One example is whether Sec. 16-20 GTSA apply to information that a defendant must disclose to the claimant under the claims for information and rendering account at the stage of enforcement of a judgment in preparation of enforcement of the damages claim. Some German courts answer this in the affirmative, while other courts reject the applicability of Sections 16-20 GTSA in these cases.
Another controversial question is how many persons should be part of the confidentiality club? Under Sec. 19 (1) sentence 3 GTSA, at least one natural person from each party and their counsel or other representatives must be granted access. This leads to the question as to which persons can be categorised as “other representatives”. Are patent attorneys “other representatives”? What about U.S. attorneys of a party involved in parallel U.S. proceedings in which U.S. patents from the same patent family as the patent in suit in the German proceedings are litigated? We hope that such questions will be gradually clarified by the German courts in the near future.
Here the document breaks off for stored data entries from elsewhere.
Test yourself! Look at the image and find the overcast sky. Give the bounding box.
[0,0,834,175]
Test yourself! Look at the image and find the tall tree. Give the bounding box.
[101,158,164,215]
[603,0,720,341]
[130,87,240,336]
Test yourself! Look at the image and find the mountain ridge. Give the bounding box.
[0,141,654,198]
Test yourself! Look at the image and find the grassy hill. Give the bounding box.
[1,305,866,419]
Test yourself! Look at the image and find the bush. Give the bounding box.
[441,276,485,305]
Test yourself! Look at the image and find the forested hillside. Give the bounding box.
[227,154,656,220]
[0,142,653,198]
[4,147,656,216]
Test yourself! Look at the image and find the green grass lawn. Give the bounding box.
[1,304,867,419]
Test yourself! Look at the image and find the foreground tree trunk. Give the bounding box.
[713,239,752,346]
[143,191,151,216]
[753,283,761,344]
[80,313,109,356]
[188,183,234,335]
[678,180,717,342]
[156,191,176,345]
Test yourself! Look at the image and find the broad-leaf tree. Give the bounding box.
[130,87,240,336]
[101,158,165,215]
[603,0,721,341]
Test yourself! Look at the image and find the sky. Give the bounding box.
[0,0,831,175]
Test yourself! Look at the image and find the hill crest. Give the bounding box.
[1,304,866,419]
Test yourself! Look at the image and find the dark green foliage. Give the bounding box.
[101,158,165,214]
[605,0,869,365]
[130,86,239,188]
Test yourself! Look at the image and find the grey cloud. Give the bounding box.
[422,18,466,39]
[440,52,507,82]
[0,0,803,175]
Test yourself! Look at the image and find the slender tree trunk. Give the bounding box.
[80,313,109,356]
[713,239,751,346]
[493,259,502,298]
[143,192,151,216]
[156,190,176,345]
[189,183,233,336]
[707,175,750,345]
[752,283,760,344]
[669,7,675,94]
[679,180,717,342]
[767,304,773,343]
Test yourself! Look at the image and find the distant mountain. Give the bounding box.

Since August 2021, Sec. 145a GPA (in conjunction with Sec. 16-20 GTSA) has provided the parties with a helpful (and urgently needed) instrument to effectively ensure the protection of trade secrets in patent litigation in Germany. This applies not only to licence agreements in SEP cases, where the parties often have an increased interest in confidentiality, but also, for example, to information that is crucial for the substantiation of a claim or for the defence against an allegation of patent infringement.
The first decisions already indicate that the various courts dealing with patent litigation in Germany apply the provisions on confidentiality protection differently. Depending on the facts of the case, the choice of a particular venue can therefore be a decisive first step for the claimant who wishes to protect his trade secrets and could influence the course of a patent infringement action in Germany. We will continue to monitor and report on further developments in German case law in this important area.